Since it was rolled out in 2010, FATCA (Foreign Tax Compliance Act) has been a topic of controversy among financial institutions, US citizens abroad and foreign countries.  All of these parties are in some way affected by FATCA, its reporting requirements and the consequences imposed by the US government for non-compliance.  Although it was designed to identify potential US taxpayers who may be hiding assets abroad, its broad reach has gone far beyond that original purpose, and it is evolving into a global information network for financial data of all types.

The Burden Of FATCA on FFIs

At first, many foreign financial institutions (FFI) had no intention of complying with what seemed like overreaching by the IRS to hunt down supposed tax cheats.  But gradually it became clear that the US government intended to put enforcement mechanisms behind FATCA that would be difficult to ignore.  FFIs in turn complained to their governments and looked for some support to ease the administrative burden of providing exhaustive account information directly to the IRS.

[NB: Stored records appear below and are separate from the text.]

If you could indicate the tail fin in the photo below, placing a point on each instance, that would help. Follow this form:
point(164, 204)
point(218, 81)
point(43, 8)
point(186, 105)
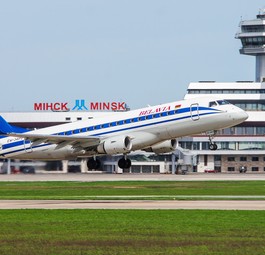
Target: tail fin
point(6, 128)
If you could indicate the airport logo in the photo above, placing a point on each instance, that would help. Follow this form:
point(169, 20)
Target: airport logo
point(81, 105)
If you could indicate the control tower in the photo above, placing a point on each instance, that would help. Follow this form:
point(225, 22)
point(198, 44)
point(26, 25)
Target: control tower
point(252, 36)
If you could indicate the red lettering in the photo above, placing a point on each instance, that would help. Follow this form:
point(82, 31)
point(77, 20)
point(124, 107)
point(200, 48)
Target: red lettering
point(56, 107)
point(48, 106)
point(64, 107)
point(122, 106)
point(94, 106)
point(114, 106)
point(105, 106)
point(38, 106)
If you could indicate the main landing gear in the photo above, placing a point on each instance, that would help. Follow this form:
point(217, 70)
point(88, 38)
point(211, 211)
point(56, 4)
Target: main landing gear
point(212, 145)
point(94, 163)
point(124, 163)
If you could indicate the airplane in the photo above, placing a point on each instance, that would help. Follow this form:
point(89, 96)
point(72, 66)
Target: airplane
point(152, 129)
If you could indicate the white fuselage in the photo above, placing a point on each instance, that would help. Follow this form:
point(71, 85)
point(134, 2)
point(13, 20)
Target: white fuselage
point(143, 127)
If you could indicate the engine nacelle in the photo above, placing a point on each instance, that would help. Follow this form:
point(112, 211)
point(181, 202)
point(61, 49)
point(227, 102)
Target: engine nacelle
point(164, 147)
point(115, 145)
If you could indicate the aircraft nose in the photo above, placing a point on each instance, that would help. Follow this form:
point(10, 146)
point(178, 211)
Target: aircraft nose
point(239, 115)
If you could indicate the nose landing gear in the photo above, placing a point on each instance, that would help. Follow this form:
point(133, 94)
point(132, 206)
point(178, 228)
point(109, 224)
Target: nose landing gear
point(124, 163)
point(212, 145)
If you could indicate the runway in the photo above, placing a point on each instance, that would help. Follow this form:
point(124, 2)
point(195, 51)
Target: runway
point(129, 204)
point(94, 177)
point(223, 204)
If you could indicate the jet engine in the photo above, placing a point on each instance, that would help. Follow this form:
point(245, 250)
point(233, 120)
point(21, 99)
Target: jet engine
point(163, 147)
point(115, 145)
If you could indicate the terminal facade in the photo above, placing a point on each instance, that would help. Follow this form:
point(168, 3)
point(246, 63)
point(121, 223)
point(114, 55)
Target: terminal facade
point(241, 148)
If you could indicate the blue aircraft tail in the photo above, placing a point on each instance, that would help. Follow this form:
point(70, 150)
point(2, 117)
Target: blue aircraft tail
point(6, 128)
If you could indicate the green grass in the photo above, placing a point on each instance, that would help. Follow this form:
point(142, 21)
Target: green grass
point(105, 190)
point(131, 232)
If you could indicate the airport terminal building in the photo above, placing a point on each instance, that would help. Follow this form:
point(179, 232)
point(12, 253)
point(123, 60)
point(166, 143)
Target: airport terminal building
point(240, 148)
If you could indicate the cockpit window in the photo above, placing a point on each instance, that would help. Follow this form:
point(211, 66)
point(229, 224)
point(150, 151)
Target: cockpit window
point(218, 102)
point(212, 104)
point(222, 102)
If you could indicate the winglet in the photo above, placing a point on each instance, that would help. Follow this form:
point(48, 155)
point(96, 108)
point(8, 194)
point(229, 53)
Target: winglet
point(5, 128)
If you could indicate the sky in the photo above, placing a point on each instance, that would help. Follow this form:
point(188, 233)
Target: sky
point(142, 52)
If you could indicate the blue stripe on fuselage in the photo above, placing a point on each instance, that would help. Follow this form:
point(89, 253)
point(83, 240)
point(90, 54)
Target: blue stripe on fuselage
point(19, 143)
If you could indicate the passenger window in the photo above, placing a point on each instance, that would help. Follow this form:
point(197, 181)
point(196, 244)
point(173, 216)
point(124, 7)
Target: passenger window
point(212, 104)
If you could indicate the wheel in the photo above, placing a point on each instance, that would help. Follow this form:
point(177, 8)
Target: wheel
point(213, 146)
point(93, 164)
point(124, 163)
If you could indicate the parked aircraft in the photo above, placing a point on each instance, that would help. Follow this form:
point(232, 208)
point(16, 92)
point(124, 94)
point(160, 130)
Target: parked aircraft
point(153, 129)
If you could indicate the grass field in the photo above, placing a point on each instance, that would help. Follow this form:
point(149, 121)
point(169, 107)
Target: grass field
point(105, 190)
point(131, 232)
point(143, 232)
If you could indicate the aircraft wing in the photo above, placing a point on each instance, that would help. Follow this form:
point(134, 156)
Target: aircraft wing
point(77, 141)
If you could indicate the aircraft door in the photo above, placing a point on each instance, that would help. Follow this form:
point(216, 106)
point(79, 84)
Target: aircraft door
point(194, 112)
point(27, 146)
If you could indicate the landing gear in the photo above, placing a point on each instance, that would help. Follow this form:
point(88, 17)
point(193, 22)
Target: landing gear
point(93, 163)
point(212, 146)
point(124, 163)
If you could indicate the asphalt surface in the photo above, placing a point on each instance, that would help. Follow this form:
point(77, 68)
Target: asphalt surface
point(129, 204)
point(93, 177)
point(226, 204)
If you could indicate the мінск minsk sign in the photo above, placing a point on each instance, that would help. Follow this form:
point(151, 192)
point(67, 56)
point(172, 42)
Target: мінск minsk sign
point(80, 105)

One by one, foreign jurisdictions began to negotiate intergovernmental agreements (IGA) with the US on how FATCA would be handled.  There were two types of IGAs that emerged, Model 1 and Model 2.   The Model 2 agreement reflects the original FATCA method, requiring FFIs to register with the IRS and sign an agreement to report on US account holders directly to the US.  This is the type many FFIs objected to, and has led to the Model 1 IGA being formed.

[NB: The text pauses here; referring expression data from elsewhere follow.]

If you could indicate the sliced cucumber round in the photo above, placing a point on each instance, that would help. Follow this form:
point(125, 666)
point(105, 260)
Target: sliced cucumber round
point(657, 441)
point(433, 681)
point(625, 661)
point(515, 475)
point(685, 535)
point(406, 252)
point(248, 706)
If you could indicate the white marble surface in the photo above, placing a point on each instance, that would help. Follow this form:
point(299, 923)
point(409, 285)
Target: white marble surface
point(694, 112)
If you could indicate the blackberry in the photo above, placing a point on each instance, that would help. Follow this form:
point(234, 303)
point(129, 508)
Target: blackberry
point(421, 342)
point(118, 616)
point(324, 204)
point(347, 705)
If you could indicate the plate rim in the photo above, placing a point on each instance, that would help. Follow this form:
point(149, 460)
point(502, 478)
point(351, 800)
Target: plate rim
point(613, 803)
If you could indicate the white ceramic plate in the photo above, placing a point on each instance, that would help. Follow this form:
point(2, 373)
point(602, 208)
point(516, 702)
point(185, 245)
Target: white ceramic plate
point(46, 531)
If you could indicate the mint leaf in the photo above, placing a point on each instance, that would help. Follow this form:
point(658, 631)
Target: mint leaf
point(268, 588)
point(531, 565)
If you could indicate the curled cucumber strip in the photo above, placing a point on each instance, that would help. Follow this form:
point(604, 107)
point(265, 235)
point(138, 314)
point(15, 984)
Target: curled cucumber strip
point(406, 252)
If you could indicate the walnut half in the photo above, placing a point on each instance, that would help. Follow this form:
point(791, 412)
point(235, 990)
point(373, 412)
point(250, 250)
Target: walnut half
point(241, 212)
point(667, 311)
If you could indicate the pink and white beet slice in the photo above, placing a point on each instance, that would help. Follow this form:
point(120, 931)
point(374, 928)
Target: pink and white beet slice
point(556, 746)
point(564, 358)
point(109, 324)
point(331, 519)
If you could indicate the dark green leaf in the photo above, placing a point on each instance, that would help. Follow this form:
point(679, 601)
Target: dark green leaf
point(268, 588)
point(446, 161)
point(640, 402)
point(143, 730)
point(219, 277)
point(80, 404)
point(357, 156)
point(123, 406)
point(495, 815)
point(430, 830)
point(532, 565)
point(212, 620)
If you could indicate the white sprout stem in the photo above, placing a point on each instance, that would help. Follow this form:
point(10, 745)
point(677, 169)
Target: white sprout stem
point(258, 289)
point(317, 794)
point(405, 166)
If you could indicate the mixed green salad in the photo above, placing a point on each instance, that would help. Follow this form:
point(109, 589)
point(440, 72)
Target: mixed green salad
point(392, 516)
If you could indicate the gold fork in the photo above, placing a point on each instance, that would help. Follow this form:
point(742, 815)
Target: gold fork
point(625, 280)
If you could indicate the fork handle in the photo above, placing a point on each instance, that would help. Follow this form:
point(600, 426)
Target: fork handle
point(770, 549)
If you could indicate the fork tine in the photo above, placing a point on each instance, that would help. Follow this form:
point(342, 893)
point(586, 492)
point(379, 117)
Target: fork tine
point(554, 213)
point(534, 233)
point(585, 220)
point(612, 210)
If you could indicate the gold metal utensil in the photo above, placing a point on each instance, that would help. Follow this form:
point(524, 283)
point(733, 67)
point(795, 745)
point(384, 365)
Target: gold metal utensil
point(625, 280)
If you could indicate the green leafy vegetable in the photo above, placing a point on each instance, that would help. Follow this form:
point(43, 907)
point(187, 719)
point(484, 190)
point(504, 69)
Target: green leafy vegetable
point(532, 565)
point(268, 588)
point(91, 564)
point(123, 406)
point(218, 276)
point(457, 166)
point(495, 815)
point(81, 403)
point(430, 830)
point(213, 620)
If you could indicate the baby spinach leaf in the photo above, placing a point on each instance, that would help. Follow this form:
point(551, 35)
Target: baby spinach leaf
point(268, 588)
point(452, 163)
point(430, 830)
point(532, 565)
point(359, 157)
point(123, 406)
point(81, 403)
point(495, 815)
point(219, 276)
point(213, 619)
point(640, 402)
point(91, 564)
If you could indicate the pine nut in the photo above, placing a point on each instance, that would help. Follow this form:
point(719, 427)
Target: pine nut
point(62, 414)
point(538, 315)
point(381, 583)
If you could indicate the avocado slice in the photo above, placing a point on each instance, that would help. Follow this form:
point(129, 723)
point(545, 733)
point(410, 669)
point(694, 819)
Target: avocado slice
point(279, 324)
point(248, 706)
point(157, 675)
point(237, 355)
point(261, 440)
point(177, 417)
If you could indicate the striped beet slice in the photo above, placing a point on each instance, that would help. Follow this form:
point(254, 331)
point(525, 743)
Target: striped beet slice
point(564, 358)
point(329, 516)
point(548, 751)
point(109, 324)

Model 1 IGAs and Development of a Global Tax Network

Model 1 is an IGA that allows FFIs to report the FATCA related information to their own government, who would in turn share it with the US.  An FFI that operates through its own government does not need to sign an FFI agreement with the IRS, although they must register.  It is a little hard to believe, but it is beginning to appear that the US government actually has the power to make every bank in the world register with this IRS program, or face financial isolation.

A distinctive element of the Model 1 IGA is that it is reciprocal.  In other words, the US also agrees to share information with the foreign government about account holdings in the US of that country’s citizens.  In effect, FATCA has created a global information network based on intergovernmental cooperation to identify potential tax evaders of any nationality.

Similar to international information sharing programs about criminals and terrorists, the Model 1 IGAs form the basis for identifying any account holder in the world, and sending that data back to their home country.  This would include those working abroad, investors, multi-national corporations or anyone who lives a ‘cross-border’ lifestyle or invests in other cultures.  Just as with airport security, thousands are scrutinized and inconvenienced to locate a suspicious few.   US citizens abroad already report being ‘locked out’ of many FFIs as a reaction to FATCA’s reporting mandates, and those same conditions could start to plague anyone trying to open a bank account outside of their home country.